Building Language Model and Text Generation using Recurrent Neural Networks

Published by Phuc Phan on

With the lastest developments and improvements in field of Deep Learning and Artificial Intelligence, many axacting task of Natural Language Processing are becoming facile to implement and execute. Text Generation is one such task which can be architectured using Deep Learning models, particulary Recurrent Neural Networks. An example of text generation is recently released Harry Potter chapter which was generated by Artificial Intelligence.

Text Generation is a type of Language Modelling problem. Language Model is the core problem for a number of natural language processing tasks such as speech to text, conversation system, and text summarization. A trained language model learns the likelihood of occurrence of a word based-on the previous sequence of words used in the text. Language models can be operated at character level, n-gram level, sentence level, or even paragraph level.

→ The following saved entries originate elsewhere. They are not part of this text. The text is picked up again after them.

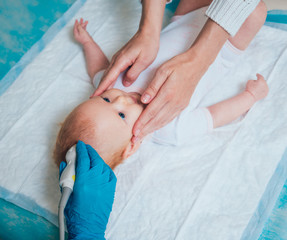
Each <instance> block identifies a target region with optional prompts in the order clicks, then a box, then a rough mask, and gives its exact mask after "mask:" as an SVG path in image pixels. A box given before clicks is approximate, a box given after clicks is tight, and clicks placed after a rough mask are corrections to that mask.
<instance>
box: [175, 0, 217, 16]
mask: <svg viewBox="0 0 287 240" xmlns="http://www.w3.org/2000/svg"><path fill="white" fill-rule="evenodd" d="M211 2H212V0H181V1H180V2H179V4H178V6H177V8H176V11H175V13H174V15H175V16H176V15H184V14H187V13H189V12H191V11H194V10H196V9H199V8H202V7H205V6H208V5H210V3H211Z"/></svg>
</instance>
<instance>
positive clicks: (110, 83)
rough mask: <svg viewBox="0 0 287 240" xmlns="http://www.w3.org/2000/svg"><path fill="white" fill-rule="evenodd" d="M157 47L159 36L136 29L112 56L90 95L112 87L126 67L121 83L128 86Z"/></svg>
mask: <svg viewBox="0 0 287 240" xmlns="http://www.w3.org/2000/svg"><path fill="white" fill-rule="evenodd" d="M158 48H159V36H157V35H156V34H153V33H149V32H146V31H145V32H142V31H138V32H137V33H136V34H135V35H134V36H133V37H132V39H131V40H130V41H129V42H128V43H127V44H126V45H125V46H124V47H122V48H121V49H120V50H119V51H118V52H117V53H116V54H115V55H114V56H113V58H112V61H111V63H110V65H109V67H108V68H107V70H106V71H105V73H104V76H103V78H102V80H101V83H100V84H99V87H98V88H97V90H96V91H95V92H94V94H93V95H92V96H98V95H100V94H102V93H103V92H104V91H105V90H107V89H109V88H111V87H113V85H114V84H115V81H116V80H117V78H118V76H119V74H120V73H121V72H123V71H125V70H126V69H128V68H129V69H128V70H127V72H126V73H125V75H124V78H123V85H124V86H126V87H128V86H130V85H131V84H132V83H133V82H134V81H135V80H136V79H137V78H138V76H139V74H140V73H141V72H142V71H143V70H145V69H146V68H147V67H148V66H149V65H150V64H151V63H152V62H153V61H154V59H155V57H156V55H157V52H158Z"/></svg>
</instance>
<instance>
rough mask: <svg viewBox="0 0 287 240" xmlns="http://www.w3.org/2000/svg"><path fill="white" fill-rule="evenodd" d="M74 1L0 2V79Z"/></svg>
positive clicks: (8, 70) (1, 0)
mask: <svg viewBox="0 0 287 240" xmlns="http://www.w3.org/2000/svg"><path fill="white" fill-rule="evenodd" d="M74 2H75V0H0V26H1V27H0V79H2V78H3V77H4V75H5V74H6V73H7V72H8V71H9V69H10V68H12V67H13V66H14V65H15V64H16V63H17V62H18V61H19V59H20V58H21V57H22V56H23V55H24V54H25V53H26V52H27V51H28V50H29V49H30V48H31V47H32V45H33V44H34V43H36V42H37V41H38V40H39V39H40V38H41V37H42V36H43V34H44V33H45V32H46V31H47V30H48V29H49V27H50V26H51V25H52V24H53V23H54V22H55V21H56V20H57V19H58V18H60V17H61V16H62V15H63V13H64V12H66V11H67V9H68V8H69V7H70V6H71V5H72V4H73V3H74Z"/></svg>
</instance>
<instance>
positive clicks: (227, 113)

In this post, I wil present how to create a language model for generating natural language text by implement and training Recurrent Neural Network. I use Python programming language and library Pytorch for this purpose. The objective of this model is to generate new text, given that some input text is present. In this project, we’ll generate ous own Seinfeld TV scripts using RNNs. We’ll be using part of the Seinfeld dataset of scripts from 9 seasons. The Neural Network we’ll build will generate a new ,”fake” TV script, based on patterns it recognizes in this training data. There will be three main parts: dataset preparation, model training, and generating prediction through 7 steps.
Lets start building the problem.

Step 1: Create the lookup tables function
For this step, we will implement the create_lookup_tables function. We are given the TV scripts, which have been split into words as the function’s parameter. Function need to return a tuple of our distionarys.

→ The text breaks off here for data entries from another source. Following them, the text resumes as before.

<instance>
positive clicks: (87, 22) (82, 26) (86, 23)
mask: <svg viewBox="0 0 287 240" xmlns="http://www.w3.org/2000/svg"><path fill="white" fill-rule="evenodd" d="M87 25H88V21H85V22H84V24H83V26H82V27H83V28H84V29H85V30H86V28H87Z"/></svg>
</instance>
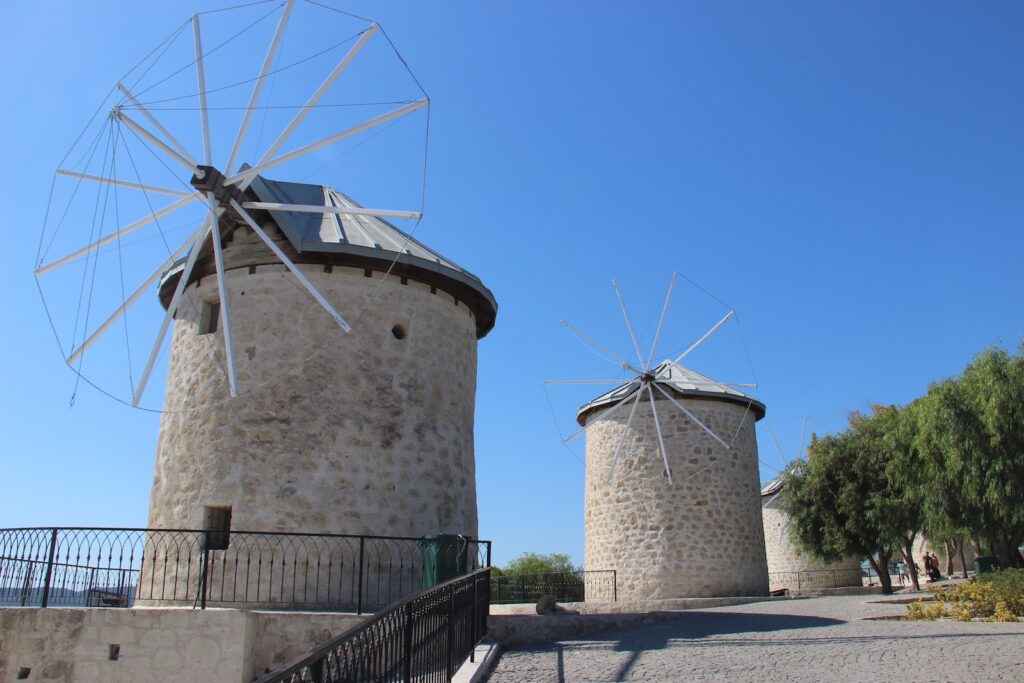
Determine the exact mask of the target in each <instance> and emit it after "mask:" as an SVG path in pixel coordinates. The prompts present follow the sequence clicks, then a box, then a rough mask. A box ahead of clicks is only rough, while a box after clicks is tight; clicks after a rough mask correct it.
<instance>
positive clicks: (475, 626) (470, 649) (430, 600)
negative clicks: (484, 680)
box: [258, 568, 490, 683]
mask: <svg viewBox="0 0 1024 683" xmlns="http://www.w3.org/2000/svg"><path fill="white" fill-rule="evenodd" d="M489 575H490V570H489V569H486V568H485V569H480V570H478V571H475V572H474V573H471V574H469V575H467V577H462V578H461V579H456V580H454V581H450V582H447V583H446V584H441V585H440V586H437V587H435V588H432V589H428V590H426V591H423V592H422V593H420V594H418V595H413V596H409V597H407V598H404V599H403V600H401V601H400V602H398V603H397V604H394V605H391V606H390V607H386V608H385V609H383V610H381V611H380V612H378V613H376V614H374V615H373V616H372V617H370V618H369V620H368V621H367V622H365V623H364V624H360V625H359V626H357V627H355V628H353V629H350V630H349V631H347V632H345V633H343V634H342V635H340V636H338V637H337V638H335V639H334V640H333V641H331V642H330V643H327V644H325V645H322V646H321V647H318V648H316V649H315V650H313V652H312V653H311V654H309V655H308V656H306V657H304V658H303V659H301V660H299V661H296V663H295V664H293V665H292V666H290V667H288V668H287V669H285V670H283V671H279V672H276V673H273V674H268V675H267V676H264V677H263V678H261V679H259V681H258V683H302V682H305V681H316V682H317V683H321V682H325V681H346V682H348V681H351V682H355V681H375V682H386V681H406V682H411V681H418V682H420V681H422V682H424V683H431V682H434V681H437V682H438V683H440V682H441V681H445V682H446V681H451V680H452V677H453V676H454V675H455V672H456V671H458V669H459V667H461V666H462V664H463V663H464V661H466V659H467V658H468V657H471V656H472V653H473V648H474V647H475V646H476V643H478V642H479V641H480V639H481V638H483V636H485V635H486V633H487V605H488V604H489V596H488V589H489V586H490V582H489Z"/></svg>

Step 2: Create the Token Lookup Function
For this step, our task is to implement the token_lookup function. We have a list of 10 tokens; we need to return a dictionary where the symbol is the key and the value is the token.

Step 3 : Create the Batch Data Function
For this step, our task is to implement the batch_data function. We are given the word ids of the TV scripts, the sequence length of each batch, and the size of each batch, which is the number of sequences in a batch; we need to return a PyTorch Data Loader with the batched data.

For example, we have these as input:
words = [1, 2, 3, 4, 5, 6, 7]
sequence_length = 4
First feature_tensor contain the values:
[1, 2, 3, 4]
And the corresponding target_tensor just be the next “word”/ tokenized word value:
This continue with the second feature_tensor, target_tensor being:
[2, 3, 4, 5]  # features
6                 # target

Before continuing on to the next step to build an Recurrent Neural Networks model, we learn about the overview of Recurrent Neural Networks.

Recurrent Neural Netowks (RNNs)

Unlike Feed-forward neural networks in which activation outputs are propagated only in one direction, the activation outputs from neurons propagate in both directions (from inputs to outputs and from outputs to inputs) in Recurrent Neural Networks. This creates loops in the neural network architecture which acts as a ‘memory state’ of the neurons. This state allows the neurons an ability to remember what have been learned so far.

The memory state in RNNs gives an advantage over traditional neural networks but a problem called Vanishing Gradient is associated with them. In this problem, while learning with a large number of layers, it becomes really hard for the network to learn and tune the parameters of the earlier layers. To address this problem, A new type of RNNs called LSTMs (Long Short Term Memory) Models have been developed.

LSTMs have an additional state called ‘cell state’ through which the network makes adjustments in the information flow. The advantage of this state is that the model can remember or forget the leanings more selectively.

Step 4: Build the Recurrent Neural Networks (RNNs)
To implement, we may choose to use a GRU or LSTM. We’ll have to implement the following functions:

  1. __init__ : The initialize function.
  2. forward : The initialization function for an LSTM/GRU hidden state
  3. init_hidden : Forward propagation function.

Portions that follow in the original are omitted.